According to the SEPH, employment fell 10k in March, led by declines in the goods producing sector, with construction and manufacturing reporting the largest losses which were only partially offset by gains in utilities – the only industry with an increase in hiring. This is comparable with estimates reported by the household survey for the month of March. However, within the services sector, payrolls declined by 17k, while households reported growth of 35k.
The demand side of the labour market showed marginal easing in March. The number of job vacancies was down by 17k, resulting in a cumulative contraction of 56k since the beginning of the year and 188k relative to May 2022 (when job vacancies reached their peak). Since then, the number of unfilled positions declined by more than 20k in accommodation & food services, manufacturing, trade and professional services – industries that jointly accounted for more than half of the change in labor demand (Chart 1).
The improvement in March, made no mark on the measure of labour market tightness. The ratio of jobs points to unemployed remained at 0.8 – unchanged from February.
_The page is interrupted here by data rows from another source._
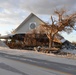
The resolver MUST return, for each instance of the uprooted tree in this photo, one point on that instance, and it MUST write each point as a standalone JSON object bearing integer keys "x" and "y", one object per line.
{"x": 64, "y": 23}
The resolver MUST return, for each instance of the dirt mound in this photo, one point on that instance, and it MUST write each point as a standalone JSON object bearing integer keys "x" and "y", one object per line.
{"x": 2, "y": 44}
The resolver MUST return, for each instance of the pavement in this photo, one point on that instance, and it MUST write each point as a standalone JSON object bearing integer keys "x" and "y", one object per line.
{"x": 38, "y": 55}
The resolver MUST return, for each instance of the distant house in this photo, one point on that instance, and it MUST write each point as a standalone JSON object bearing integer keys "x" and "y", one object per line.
{"x": 30, "y": 23}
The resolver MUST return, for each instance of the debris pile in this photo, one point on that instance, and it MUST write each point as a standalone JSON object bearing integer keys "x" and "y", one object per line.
{"x": 2, "y": 44}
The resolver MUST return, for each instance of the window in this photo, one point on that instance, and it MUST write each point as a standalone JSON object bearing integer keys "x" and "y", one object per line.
{"x": 32, "y": 25}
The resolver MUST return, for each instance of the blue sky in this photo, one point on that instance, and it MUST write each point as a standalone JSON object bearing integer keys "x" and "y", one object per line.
{"x": 13, "y": 12}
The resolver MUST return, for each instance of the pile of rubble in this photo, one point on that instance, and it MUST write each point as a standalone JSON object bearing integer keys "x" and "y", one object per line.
{"x": 2, "y": 44}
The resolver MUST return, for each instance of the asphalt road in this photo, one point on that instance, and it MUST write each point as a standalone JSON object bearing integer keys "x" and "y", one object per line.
{"x": 19, "y": 65}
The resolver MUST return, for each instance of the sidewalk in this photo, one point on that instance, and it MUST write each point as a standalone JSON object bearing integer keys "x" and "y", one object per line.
{"x": 38, "y": 55}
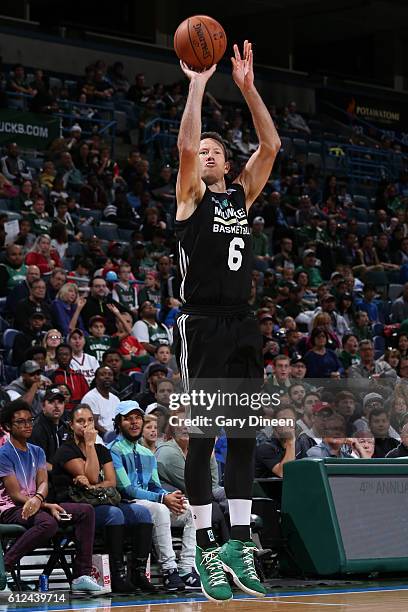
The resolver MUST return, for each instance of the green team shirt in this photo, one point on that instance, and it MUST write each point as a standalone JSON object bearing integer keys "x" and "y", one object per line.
{"x": 97, "y": 346}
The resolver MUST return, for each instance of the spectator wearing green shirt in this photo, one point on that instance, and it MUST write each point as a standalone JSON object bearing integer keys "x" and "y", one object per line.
{"x": 97, "y": 342}
{"x": 137, "y": 479}
{"x": 39, "y": 219}
{"x": 260, "y": 244}
{"x": 309, "y": 266}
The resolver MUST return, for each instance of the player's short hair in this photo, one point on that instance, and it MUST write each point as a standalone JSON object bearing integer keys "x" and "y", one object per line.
{"x": 218, "y": 138}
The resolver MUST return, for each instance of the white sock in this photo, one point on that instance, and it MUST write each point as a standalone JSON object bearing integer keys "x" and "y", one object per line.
{"x": 240, "y": 511}
{"x": 202, "y": 516}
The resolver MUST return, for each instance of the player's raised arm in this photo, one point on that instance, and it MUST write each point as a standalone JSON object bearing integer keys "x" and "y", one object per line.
{"x": 259, "y": 166}
{"x": 190, "y": 188}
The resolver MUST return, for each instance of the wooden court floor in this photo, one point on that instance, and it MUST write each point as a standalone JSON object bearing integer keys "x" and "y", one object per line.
{"x": 389, "y": 600}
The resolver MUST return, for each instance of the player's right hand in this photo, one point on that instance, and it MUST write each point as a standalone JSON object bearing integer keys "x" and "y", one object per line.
{"x": 198, "y": 76}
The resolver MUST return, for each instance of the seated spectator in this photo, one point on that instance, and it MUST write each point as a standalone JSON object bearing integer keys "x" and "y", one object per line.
{"x": 398, "y": 405}
{"x": 349, "y": 356}
{"x": 134, "y": 354}
{"x": 6, "y": 188}
{"x": 279, "y": 381}
{"x": 56, "y": 280}
{"x": 32, "y": 336}
{"x": 379, "y": 425}
{"x": 13, "y": 270}
{"x": 271, "y": 455}
{"x": 309, "y": 266}
{"x": 72, "y": 378}
{"x": 148, "y": 330}
{"x": 163, "y": 356}
{"x": 297, "y": 368}
{"x": 42, "y": 255}
{"x": 71, "y": 177}
{"x": 49, "y": 428}
{"x": 392, "y": 357}
{"x": 312, "y": 424}
{"x": 362, "y": 328}
{"x": 137, "y": 480}
{"x": 297, "y": 394}
{"x": 36, "y": 302}
{"x": 67, "y": 308}
{"x": 80, "y": 274}
{"x": 39, "y": 219}
{"x": 25, "y": 238}
{"x": 47, "y": 175}
{"x": 399, "y": 309}
{"x": 320, "y": 361}
{"x": 296, "y": 121}
{"x": 151, "y": 291}
{"x": 102, "y": 402}
{"x": 51, "y": 340}
{"x": 98, "y": 304}
{"x": 156, "y": 372}
{"x": 149, "y": 433}
{"x": 125, "y": 291}
{"x": 362, "y": 445}
{"x": 23, "y": 494}
{"x": 29, "y": 386}
{"x": 82, "y": 362}
{"x": 171, "y": 459}
{"x": 123, "y": 386}
{"x": 97, "y": 342}
{"x": 367, "y": 305}
{"x": 368, "y": 368}
{"x": 345, "y": 404}
{"x": 92, "y": 194}
{"x": 402, "y": 449}
{"x": 333, "y": 443}
{"x": 13, "y": 167}
{"x": 72, "y": 467}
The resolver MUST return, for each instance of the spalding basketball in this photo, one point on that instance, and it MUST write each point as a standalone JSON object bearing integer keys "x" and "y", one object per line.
{"x": 200, "y": 42}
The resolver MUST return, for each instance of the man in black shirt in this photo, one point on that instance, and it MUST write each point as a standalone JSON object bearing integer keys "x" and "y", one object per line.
{"x": 36, "y": 302}
{"x": 124, "y": 387}
{"x": 216, "y": 336}
{"x": 49, "y": 428}
{"x": 271, "y": 455}
{"x": 156, "y": 372}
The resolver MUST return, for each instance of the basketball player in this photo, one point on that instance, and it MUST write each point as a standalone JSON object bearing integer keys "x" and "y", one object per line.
{"x": 216, "y": 336}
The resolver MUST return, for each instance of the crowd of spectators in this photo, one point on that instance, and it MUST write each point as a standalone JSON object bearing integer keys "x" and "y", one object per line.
{"x": 93, "y": 316}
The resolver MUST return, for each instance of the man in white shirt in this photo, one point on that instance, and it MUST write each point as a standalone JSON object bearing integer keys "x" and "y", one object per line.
{"x": 82, "y": 362}
{"x": 102, "y": 402}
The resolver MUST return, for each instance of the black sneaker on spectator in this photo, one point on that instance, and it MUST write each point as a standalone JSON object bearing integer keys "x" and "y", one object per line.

This is still much higher than an average of 0.5 vacancies per unemployed observed in 2019. Based on the current level of employment, we would need to vacancies to fall by roughly another 300k in order to restore better balance in the labour market and help normalize wage pressures.
Speaking of wages, the SEPH showed a continued deceleration in year-on-year estimates of average hourly earnings to 3.0% in March (from 4.1% in February). However, the loss in momentum is partially attributed to base effects as it's measured against a sizeable spike in March of last year, which could reverse in the following months. In addition, the more recent measure of wage growth as reported by the Labour Force Survey remains elevated at 5% – a significant divergence from the SEPH estimate (Chart 2). Evidently, the path to normalization in the job market won't feel like a downhill journey.
It sure doesn’t for small business owners. According to May's small business barometer, wage costs remain the biggest concern, with 68% of them reporting elevated labour costs as the biggest headwind businesses are facing today. With that, average wage increase plans for the next year were softer at 3.2%. All told, this week's data provides additional information on the labour market situation, but doesn't make a strong case for the BoC to come off the sidelines just yet, even if markets have started to price another 25 basis point hike next month.